The BAND Group debuts with a delightfully modern adaptation of Moliere's most famous comedy Tartuffe, set in a drag club. Similar to The Misanthrope a few years ago, founder-director-adapter Adrian Lopez-Balbontin has taken this 350 year old French comedy, made it look like the world today, peppered it with pop culture references, used it as commentary on current issues, and set it all to rhyme. With a talented cast of artists from across the gender spectrum whom we don't get to see onstage often enough, and a partnership with local non-profit RECLAIM! that provides mental health support for queer and trans youth, TART is as relevant as it is entertaining. Check it out at BLB (with full food and drink service before and during the show) through June 16.
I'm not sure I could describe the show better than The BAND Group does: "TART is a shockingly funny yet serious examination of hypocrisy in all its forms and a parable on the dangers of externalized and internalized oppression; all within a dazzling package of slapstick comedy, rhyming couplets, and drag numbers." In Moliere's original, Tartuffe was a religious hypocrite, who claimed to be pious as he criticized those who were not, while in reality he was pretty much a scumbag. The play was actually banned in its time for calling out the hypocrisy of religion. Even though this play was written 350 years ago, we still have Tartuffes in the world, people who, for example, claim offense at the use of a particular world even though they've been know to use said word themselves, and much worse. So yes, this play still has plenty of relevance, and was a smart choice with a clever adaptation by The BAND Group.

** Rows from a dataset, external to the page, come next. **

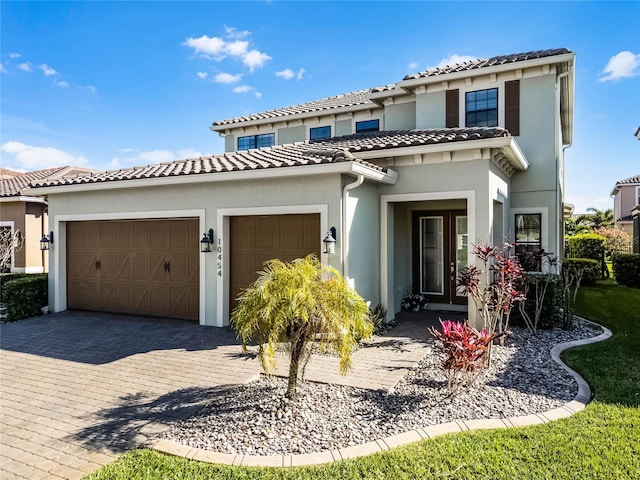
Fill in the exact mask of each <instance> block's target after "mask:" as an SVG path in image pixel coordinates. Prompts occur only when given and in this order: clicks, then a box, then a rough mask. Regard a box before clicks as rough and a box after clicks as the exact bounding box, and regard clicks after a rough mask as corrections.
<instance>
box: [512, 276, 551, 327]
mask: <svg viewBox="0 0 640 480" xmlns="http://www.w3.org/2000/svg"><path fill="white" fill-rule="evenodd" d="M522 278H523V281H525V282H527V281H529V282H530V281H531V280H534V279H538V280H544V281H546V282H547V291H546V294H545V296H544V300H543V301H542V313H541V314H540V322H539V323H538V328H542V329H549V328H553V323H554V320H555V319H556V318H560V315H561V312H560V309H561V308H562V277H561V276H560V275H558V274H556V273H546V274H540V273H525V274H524V275H523V276H522ZM535 294H536V291H535V286H531V287H530V288H529V292H528V293H527V299H526V300H525V303H524V309H525V312H526V313H527V314H528V315H529V318H534V315H535V308H536V302H535ZM511 318H512V320H511V321H512V322H513V324H514V325H520V326H522V327H524V326H526V324H525V321H524V318H523V317H522V314H521V313H520V309H519V308H514V309H513V310H512V311H511Z"/></svg>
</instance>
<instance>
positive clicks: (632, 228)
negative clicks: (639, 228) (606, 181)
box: [611, 175, 640, 236]
mask: <svg viewBox="0 0 640 480" xmlns="http://www.w3.org/2000/svg"><path fill="white" fill-rule="evenodd" d="M611 196H612V197H613V218H614V220H615V227H616V228H617V229H619V230H624V231H625V232H627V233H628V234H629V235H630V236H631V235H633V217H632V213H631V211H632V210H633V209H634V207H635V206H636V205H640V175H635V176H633V177H629V178H624V179H622V180H618V181H617V182H616V186H615V187H613V190H612V191H611Z"/></svg>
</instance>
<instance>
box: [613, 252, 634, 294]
mask: <svg viewBox="0 0 640 480" xmlns="http://www.w3.org/2000/svg"><path fill="white" fill-rule="evenodd" d="M613 276H614V278H615V279H616V283H617V284H618V285H625V286H627V287H633V288H640V253H632V254H629V255H614V256H613Z"/></svg>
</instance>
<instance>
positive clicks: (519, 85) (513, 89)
mask: <svg viewBox="0 0 640 480" xmlns="http://www.w3.org/2000/svg"><path fill="white" fill-rule="evenodd" d="M504 105H505V107H504V126H505V128H506V129H507V130H509V132H510V133H511V135H513V136H516V135H520V80H513V81H511V82H504Z"/></svg>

Our Orgon here is the proprietor of a drag club, who has fallen under the spell of Tartuffe, who tsk tsks the performances that are interspersed with scenes that take place backstage at the club. Orgon's daughter Mariane is in love with the gender fluid Val, but Orgon wants her to marry the "real man" Tartuffe. Meanwhile, Tartuffe is actually in love with Orgon's wife Elmire (think La Cage aux Folles), proving him to be a homophobic closeted gay man. Orgon's friends and family plan to trap Tartuffe and eventually succeed in proving him false. But it's too late, for Orgon has already signed over ownership of the club to Tartuffe, who plans to close it, until the intervention of a dues ex machina (or in this case a cop ex machina). The hypocrite is exposed, and the happy beautiful drag club gets to continue to celebrate life and individuality!
Everyone in the ten-person cast (Courtney Stirn, Dan Britt, James Satter, Jex Arzayus, Kevin McLaughlin, Kjer Whiting, Nolan Henningson, Parker Sera, Sabrina Crews, and Todd O’Dowd) is really fun to watch, handles the rhyming dialogue well, and brings their own unique identity to the story in a celebration of all life. The drag performances are fun too, and if you tip the performers they money goes to RECLAIM!. Part classic theater, part drag show, part social commentary, and all around fun! Continuing at Bryant Lake Bowl in Uptown through June 16.